The scale at which he is using those genocidal tools has not been established yet, but it’s very clear that he is blocking humanitarian aid and using starvation as a weapon of war against an entire people. Stavridis can claim to be even-handed, but a foreign imposed cease fire at this point means stopping Tigray’s momentum before they can establish a humanitarian corridor to Djibouti or Sudan. It would put the Tigrayans back at the mercy of a man who has demonstrated his willingness to exterminate them.

Abiy Ahmed isn’t unfairly using court orders for evictions or setting up a creepy reeducation camp to crush a religion. No, he is strongly suspected of real deal 20th century style genocide stuff, and Admiral Stavridis wants to send in the US military to keep that guy in power.

Of course that’s not what he says in the article. No, he just wants to set up a cease fire to keep the genocidal Abiy Ahmed from losing. That’s almost exactly what France did for Juvenal Habyarimana’ Hutu regime in Rwanda from 1990-1994. An Outside power, the French, kept a spent and losing force in power, and that losing force, backed up against a wall, launched a genocidal last ditch effort to defeat its enemies. Now I am not saying that that is exactly what would happen in Ethiopia if the US intervened. Abiy Ahmed has infinitely more legitimacy than Habyarimana did, and despite losing multiple armies, he could still win the war. Prime Minister Abiy may even have legitimately won an election among the majority of Ethiopian ethnic groups that he is not currently trying to starve to death. The Tigrayans seem to be very widely hated, and very few non-Tigrayans want them to take over the country again. It seems likely that whoever wins in Ethiopia is going to do so using horrible means. Far better that the US stays out of it, rather than become complicit in their crimes.

I think it’s true that the US government could have done more to stop the Rwandan Genocide in 1994. But the fact that everybody knows that, and almost nobody knows that the French government built the machinery of the Rwanda Genocide strikes me as a moral atrocity. I am not one to throw around accusations of genocide denial, but if I were, I think the current use of Rwanda in pro western intervention arguments probably fits the bill.

War is the real problem from hell. Every genocide in Samantha Power’s book was made possible by the cover that war provides. But if Ambassador Power, or Admiral Stavridis pointed out that it’s war that is the problem, their books would be self-published, and they would have failing YouTube channels instead of comfortable jobs as columnists and government bureaucrats. Over the past 20 years US government and media have proved that above all else they are pro-war, which means in practice that they are also pro-genocide.

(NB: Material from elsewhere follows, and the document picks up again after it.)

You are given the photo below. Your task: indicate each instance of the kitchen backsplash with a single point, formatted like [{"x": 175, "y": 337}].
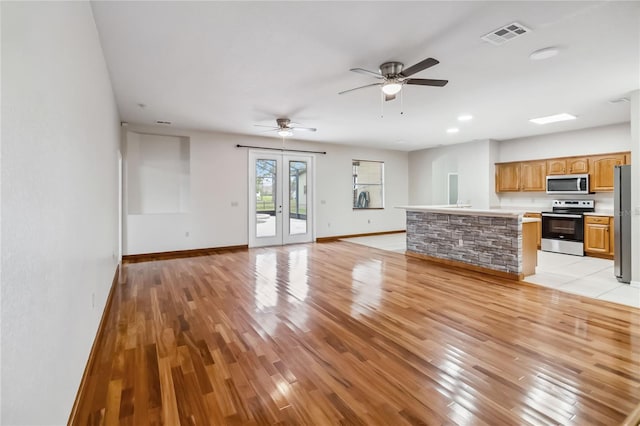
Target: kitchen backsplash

Changing that would be a good idea.

The saddest thing is that I do believe there is a role for a sanely led international effort to solve problems like Rwanda in 1994, and Ethiopia in 2021. In 1994, largely at peace, 20 years out of Vietnam, the United States might have had the credibility to lead such a solution. Today, we emphatically do not. We need to stop our many pointless wars and do many other things as well before we can even pretend to be helpful again. A good first step would be if more Americans learned what actually happened during the Rwandan Genocide.